Sebuah cara yang mungkin untuk meningkatkan kemampuan visualisasi dan penalaran siswa dalam ruang tiga dimensi dan dua dimensi menurut Christou (2007:1) adalah memberikan siswa untuk mengeksplorasi sifat-sifat objek tiga dimensi secara tepat dengan menggunakan aplikasi komputer. Dengan menggunakan piranti lunak tertentu yang dirancang secara hati-hati, memungkinkan bagi siswa untuk menggunakan dan memahami aspek-aspek penting matematika yang sukar dipahami. Hal ini berlaku pula pada bidang ruang dan geometri dimensi tiga dimana siswa diwajibkan untuk memeriksa, membuat kode, mengubah, dan menyusun informasi dari visual yang ditampilkan. Dengan bantuan komputer, guru dapat secara efektif mengatasi tantangan pengorganisasian pengajaran matematika sedemikian rupa sehingga menarik dan mengembangkan kemampuan siswa. Dengan kemampuan multimedia, sebuah komputer memiliki kemampuan untuk menarik mata, telinga, dan perasaan, sehingga mampu untuk memperluas dan memperkaya isi dan ruang lingkup pengalaman pendidikan kita. Dengan komputer, siswa mampu memvisualisasikan konsep-konsep matematika yang sulit dipahami oleh diri mereka sendiri tanpa ada imajinasi. Dalam kelas biasa, komputer memberikan ilustrasi lebih mudah dan lebih jelas daripada yang guru buat (Cristou 2007:2).

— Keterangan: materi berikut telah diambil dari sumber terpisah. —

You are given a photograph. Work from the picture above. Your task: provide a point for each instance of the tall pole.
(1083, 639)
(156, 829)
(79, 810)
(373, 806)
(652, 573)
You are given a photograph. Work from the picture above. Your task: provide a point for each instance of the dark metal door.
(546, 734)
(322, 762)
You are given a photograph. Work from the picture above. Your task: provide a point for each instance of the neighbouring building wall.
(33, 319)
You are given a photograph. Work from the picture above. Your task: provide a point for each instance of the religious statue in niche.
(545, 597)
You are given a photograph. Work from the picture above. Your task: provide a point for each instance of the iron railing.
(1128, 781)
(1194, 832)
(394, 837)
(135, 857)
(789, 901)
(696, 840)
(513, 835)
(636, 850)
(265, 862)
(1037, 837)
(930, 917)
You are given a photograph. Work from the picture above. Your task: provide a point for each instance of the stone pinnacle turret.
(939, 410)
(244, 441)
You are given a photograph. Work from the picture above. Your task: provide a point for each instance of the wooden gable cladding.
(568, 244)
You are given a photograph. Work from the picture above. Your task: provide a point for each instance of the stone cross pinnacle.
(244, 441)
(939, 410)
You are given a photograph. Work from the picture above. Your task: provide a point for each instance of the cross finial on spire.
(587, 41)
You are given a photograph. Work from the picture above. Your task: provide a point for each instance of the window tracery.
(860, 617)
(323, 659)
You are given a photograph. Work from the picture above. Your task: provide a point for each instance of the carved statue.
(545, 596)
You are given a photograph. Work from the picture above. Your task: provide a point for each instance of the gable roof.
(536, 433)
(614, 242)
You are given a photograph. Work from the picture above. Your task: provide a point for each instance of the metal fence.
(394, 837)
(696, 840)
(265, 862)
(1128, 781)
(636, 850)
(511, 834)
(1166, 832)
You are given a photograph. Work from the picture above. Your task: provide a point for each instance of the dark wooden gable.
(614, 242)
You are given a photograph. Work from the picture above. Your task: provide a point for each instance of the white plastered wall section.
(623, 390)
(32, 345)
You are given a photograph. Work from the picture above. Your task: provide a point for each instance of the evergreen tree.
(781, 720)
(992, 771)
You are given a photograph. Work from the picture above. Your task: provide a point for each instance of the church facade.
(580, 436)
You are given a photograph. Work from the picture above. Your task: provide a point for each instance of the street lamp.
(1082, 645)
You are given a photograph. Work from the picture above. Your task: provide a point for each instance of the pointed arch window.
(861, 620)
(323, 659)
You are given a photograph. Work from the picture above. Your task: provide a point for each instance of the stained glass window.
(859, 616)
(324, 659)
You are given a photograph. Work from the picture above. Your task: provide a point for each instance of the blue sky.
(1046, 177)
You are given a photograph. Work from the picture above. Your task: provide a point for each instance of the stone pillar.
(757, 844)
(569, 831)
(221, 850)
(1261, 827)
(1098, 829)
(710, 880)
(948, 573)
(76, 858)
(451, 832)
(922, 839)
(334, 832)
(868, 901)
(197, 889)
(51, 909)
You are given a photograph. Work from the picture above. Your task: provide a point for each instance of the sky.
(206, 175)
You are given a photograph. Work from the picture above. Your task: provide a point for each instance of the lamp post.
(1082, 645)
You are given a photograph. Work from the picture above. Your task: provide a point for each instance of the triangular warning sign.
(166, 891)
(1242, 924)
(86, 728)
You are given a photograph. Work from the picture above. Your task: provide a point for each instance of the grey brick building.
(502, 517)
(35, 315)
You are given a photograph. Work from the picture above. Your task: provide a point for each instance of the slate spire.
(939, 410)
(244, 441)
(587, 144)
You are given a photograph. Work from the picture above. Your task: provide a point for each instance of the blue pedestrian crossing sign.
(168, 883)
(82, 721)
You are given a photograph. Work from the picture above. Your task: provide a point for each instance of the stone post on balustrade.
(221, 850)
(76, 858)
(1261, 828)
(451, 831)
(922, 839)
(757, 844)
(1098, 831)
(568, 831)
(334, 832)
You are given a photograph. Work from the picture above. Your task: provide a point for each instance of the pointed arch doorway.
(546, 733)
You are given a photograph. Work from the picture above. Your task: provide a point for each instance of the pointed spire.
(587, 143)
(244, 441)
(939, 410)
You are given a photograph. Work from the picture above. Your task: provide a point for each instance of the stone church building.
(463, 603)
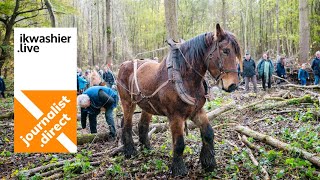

Komputer merupakan salah satu sumber belajar yang tepat pada jaman sekarang, Salah satu sumber belajar yang dapat dimanfaatkan guna memberikan kemudahan kepada seseorang dalam proses belajar adalah sumber belajar yang dirancang, atau sengaja dibuat, atau dipergunakan untuk membantu proses pembelajaran (learning resources by design). CD (compact disk) Pembelajaran merupakan salah satu sumber belajar yang dirancang (learning resources by design) dimana di dalamnya telah diinstal program yang disiapkan untuk tujuan pembelajaran tertentu. Dengan CD pembelajaran mampu menampilkan efek suara, gambar dan gerak, sehingga pesan yang kita sampaikan lebih hidup, menarik, dan kongkrit, serta dapat memberi kesan seolah-olah siswa terlibat dalam pengalaman belajar yang ditampilkan.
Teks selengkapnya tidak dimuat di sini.